GPS

Desta vez vou para Norte pelo interior com o meu mapa mental de estradas mais associado ao Sol que ao solo ou seja viajo com o sentido do Norte. Em pleno dia não sei onde está a estrela que lá mora, mas pelo Sol presumo.

Claro que faço um percurso imperfeito e por vezes sinto-me a perder esse Norte oculto.

Assim aconteceu para lá de Abrantes. Aí à beira da estrada num café-taberna com carrinhas de trabalho estacionadas em frente, achei um bom local de informação, e era. Obtive tanta de todoso e cada um dos clientes que saí bloqueado e deixei os clientes envolvidos em acesa discussão acerca dos melhores caminhos a oferecer-me.

Ai Portugal, tão pequenino e tantos e bons caminhos o povo tem para oferecer ao viajante forasteiro e leva-lo ao colo até, se for preciso, com o óbice de todos quererem pegar ao mesmo tempo na “criança”. Sinto orgulho por estas gente assim solidária, mas com uma ponta de dúvida cartesiana pensando na eficiência fria de povos mais nórdicos de quem invejamos civilização, progresso e educação.

A nossa solicitude atrapalha, embaraça, é ineficaz, prejudica destinos compromissos e objectivos, mas sinto mau grado meu pertença a esta lusa humanidade e um poético enlevo por este carinho ineficaz mas doce que agradeço de coração sincero e desarmado.

Fui delicado, grato, mas senti-me impotente para seguir os dispares conselhos. Entrei em contradição comigo próprio e receei que logo ali no arranque para a direita alguém me gritasse: - Eu não lhe disse que era para a esquerda!

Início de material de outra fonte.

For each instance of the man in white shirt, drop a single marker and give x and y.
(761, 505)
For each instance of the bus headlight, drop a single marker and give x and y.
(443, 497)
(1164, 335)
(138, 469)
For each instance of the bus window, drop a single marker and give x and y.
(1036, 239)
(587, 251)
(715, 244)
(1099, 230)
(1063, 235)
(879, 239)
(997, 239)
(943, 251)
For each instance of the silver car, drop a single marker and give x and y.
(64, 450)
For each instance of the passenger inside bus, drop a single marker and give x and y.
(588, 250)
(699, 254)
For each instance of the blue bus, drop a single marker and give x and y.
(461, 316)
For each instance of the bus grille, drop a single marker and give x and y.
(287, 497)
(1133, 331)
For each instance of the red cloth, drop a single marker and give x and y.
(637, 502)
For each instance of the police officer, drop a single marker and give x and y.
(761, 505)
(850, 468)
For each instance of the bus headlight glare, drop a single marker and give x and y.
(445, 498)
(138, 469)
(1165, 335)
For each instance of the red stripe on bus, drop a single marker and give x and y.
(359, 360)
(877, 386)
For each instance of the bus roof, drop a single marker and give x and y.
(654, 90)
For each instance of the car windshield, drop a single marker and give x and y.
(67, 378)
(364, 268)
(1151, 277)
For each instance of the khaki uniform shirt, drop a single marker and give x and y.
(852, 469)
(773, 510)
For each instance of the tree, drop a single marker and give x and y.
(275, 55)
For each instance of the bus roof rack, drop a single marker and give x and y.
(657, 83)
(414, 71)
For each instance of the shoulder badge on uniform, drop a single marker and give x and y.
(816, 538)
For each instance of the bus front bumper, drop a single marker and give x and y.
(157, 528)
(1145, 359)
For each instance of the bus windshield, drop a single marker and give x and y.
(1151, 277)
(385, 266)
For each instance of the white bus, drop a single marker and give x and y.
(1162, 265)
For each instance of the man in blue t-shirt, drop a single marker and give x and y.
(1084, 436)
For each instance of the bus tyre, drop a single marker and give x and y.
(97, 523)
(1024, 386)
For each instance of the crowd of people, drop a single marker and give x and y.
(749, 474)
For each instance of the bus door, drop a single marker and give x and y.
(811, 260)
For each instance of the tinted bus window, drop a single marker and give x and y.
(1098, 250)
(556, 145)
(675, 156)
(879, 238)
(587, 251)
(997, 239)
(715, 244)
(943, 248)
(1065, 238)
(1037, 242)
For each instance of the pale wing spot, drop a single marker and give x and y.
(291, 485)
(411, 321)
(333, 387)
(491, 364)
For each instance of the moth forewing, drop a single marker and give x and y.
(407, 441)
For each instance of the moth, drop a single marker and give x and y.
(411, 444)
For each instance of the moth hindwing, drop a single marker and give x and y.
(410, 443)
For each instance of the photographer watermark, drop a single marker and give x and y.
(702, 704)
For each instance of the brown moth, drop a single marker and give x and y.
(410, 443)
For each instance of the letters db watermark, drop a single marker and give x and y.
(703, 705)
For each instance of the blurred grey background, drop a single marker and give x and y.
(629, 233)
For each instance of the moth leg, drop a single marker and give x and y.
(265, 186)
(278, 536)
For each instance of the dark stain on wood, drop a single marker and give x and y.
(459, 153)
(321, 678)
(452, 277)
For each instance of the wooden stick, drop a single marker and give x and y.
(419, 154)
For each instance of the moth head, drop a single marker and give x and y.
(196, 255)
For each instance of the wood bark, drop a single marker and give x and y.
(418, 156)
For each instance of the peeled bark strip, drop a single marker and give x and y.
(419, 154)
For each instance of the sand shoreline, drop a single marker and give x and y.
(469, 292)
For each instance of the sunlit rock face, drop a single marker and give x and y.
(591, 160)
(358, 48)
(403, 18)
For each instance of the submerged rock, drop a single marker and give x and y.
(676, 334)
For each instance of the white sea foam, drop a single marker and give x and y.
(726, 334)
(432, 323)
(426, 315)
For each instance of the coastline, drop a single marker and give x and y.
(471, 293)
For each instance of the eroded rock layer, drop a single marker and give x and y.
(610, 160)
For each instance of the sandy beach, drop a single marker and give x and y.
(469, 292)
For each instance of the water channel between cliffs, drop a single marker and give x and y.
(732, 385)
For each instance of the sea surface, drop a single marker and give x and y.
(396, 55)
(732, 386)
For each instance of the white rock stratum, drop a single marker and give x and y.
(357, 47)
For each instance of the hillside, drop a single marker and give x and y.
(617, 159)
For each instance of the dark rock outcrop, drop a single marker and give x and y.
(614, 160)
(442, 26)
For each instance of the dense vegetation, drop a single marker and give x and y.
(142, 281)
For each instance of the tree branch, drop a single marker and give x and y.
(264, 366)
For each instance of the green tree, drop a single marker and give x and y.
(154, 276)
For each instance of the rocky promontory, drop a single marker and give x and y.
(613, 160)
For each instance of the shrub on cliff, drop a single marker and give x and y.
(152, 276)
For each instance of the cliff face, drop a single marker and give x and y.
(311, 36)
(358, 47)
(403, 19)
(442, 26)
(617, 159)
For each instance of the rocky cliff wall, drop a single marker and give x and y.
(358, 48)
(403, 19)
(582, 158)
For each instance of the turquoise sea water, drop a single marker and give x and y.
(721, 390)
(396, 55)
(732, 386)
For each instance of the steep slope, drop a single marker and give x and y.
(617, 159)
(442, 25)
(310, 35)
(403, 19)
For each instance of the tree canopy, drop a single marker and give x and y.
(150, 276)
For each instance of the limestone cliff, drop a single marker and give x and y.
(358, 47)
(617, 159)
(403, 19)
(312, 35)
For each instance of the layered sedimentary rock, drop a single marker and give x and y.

Fui salvo do impasse por um cliente que me pareceu motorista de mais longo curso e alcance do que os tractoristas e condutores de carrinhas e furgons que tomavam o café e o bagaço, antes de pegar ao trabalho nas redondezas.

O cliente discreto ouviu todos os conselheiros mantêndo-se em silêncio, mas saiu comigo chamou-me à parte e disse: O Senhor vai ignorar tudo o que lhe disseram, retoma a estrada, percorre dois quilómetros, volta à esquerda junto a uma casa amarela, a única que existe no percurso e com mais um quilómetro está numa estrada larga de asfalto novo. É sempre a andar até Castelo Branco. E num aparte: Eles não percebem nada disto, só andam nestes quellhas esburacadas com mais curvas do que faz a cobra. Acham-as boas e querem impíngi-las a pessoas de outros horizontes.

O sujeito de vistas largas não quis deixar mal os conterrâneos, nem a mim que viu portador de sérias dúvidas e desnorte.

Estes episódios saborosos estão sériamente ameaçados pelo GPS.

Por isso vou preferir enquanto houver alguém na minha estrada parar para dizer: - Boa tarde, por favor sabe-me indicar o caminho para Santiago?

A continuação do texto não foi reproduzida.